Showing posts with label Swearing. Show all posts
Showing posts with label Swearing. Show all posts

Friday, December 19, 2008

Potty Mouth

Eliot's vocabulary is exploding. He is able to repeat nearly every word you can throw at him. Except Supercalifragilisticexpialidocious. I tried. He's saying things like 'cinnamon,' 'don't like it,' and 'please wash it'. He will even say, 'I'm mad,' before falling apart in a tantrum.

So of course, we have had to be a bit more careful when it comes to some of the more colorful language we like to use. And I'm sorry, but I really enjoy swearing. Yes, it is easy, and juvenile, and sometimes small-minded. But it is part of my vernacular, and I'm finding it somewhat difficult to completely drop it. And spelling things like, "D-a-m-m-i-t, I am so mother f-u-c-k-i-n-g p-i-s-s-e-d'ed," just doesn't have the same effect. So yes, Eliot has repeated some of the tougher words found in the English language. And yes, it was funny, but not something I would encourage.

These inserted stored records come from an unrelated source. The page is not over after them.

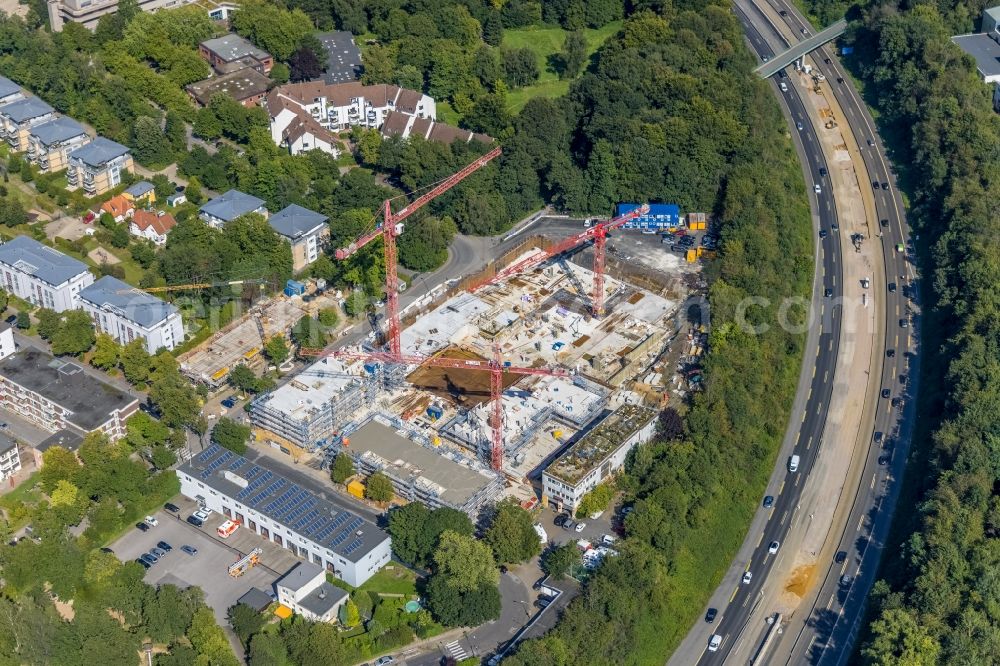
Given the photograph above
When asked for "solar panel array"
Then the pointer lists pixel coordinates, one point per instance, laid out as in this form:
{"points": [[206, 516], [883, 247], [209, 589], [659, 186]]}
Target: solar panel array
{"points": [[285, 502]]}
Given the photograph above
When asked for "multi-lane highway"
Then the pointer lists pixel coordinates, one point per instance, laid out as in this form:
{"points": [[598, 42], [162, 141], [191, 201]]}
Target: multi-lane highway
{"points": [[732, 621], [825, 635]]}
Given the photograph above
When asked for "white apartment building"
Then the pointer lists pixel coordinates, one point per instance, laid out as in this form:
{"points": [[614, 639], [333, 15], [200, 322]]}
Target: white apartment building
{"points": [[321, 529], [127, 313], [305, 590], [315, 106], [41, 275], [10, 458], [597, 455]]}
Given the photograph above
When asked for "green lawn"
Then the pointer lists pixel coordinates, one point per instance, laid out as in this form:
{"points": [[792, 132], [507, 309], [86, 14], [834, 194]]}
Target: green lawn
{"points": [[545, 42]]}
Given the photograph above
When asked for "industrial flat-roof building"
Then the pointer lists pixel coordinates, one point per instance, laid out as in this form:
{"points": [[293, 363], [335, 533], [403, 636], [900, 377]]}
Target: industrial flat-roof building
{"points": [[41, 275], [127, 313], [321, 529], [57, 395], [597, 455], [227, 207], [420, 474]]}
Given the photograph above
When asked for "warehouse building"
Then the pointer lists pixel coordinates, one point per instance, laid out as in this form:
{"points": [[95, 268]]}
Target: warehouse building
{"points": [[597, 455], [436, 478], [319, 528], [42, 276]]}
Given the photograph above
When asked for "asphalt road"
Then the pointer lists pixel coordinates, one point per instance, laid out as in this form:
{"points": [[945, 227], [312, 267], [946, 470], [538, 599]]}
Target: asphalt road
{"points": [[734, 616], [827, 635]]}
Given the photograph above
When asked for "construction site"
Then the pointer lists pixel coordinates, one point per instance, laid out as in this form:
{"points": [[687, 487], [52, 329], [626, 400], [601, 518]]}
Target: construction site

But what's really funny are the unintentional mis-steps. Words like dump truck and sit are common examples of words children tend to mispronounce to hilarious effect. For Eliot, that word is popsicle, pronounced, Pop-asshole. Or more like POP-ASSHOLE! POP-ASSHOLE! PLEEEEEEEAAAAASE!

When we were in Pennsylvania, the only thing he would eat was popsicles due to his double ear /throat infection. If you are familiar with my sick child policy, you know that all bets are off when 104 degree temperatures start a raging, so I happily obliged all requests. And were there ever so many. Did I mention that my entire extended family of in-laws was present for Mr. Potty-Mouth's pop-asshole demands?

To top it all off, we call my grandfather Pop. And Pop is the king of the trash mouth. He uses the phrase 'son-of-a-bitch' as an exclamation (SON of a BITCH!), as a noun (He's a son of a bitch), an adjective (This son of a bitchin' stove), and a verb (I son of a bitched him). Pop is the king of the swear, and he taught us all quite well, so it is only fitting that his image is conjured up every time Eliot demands a frozen treat.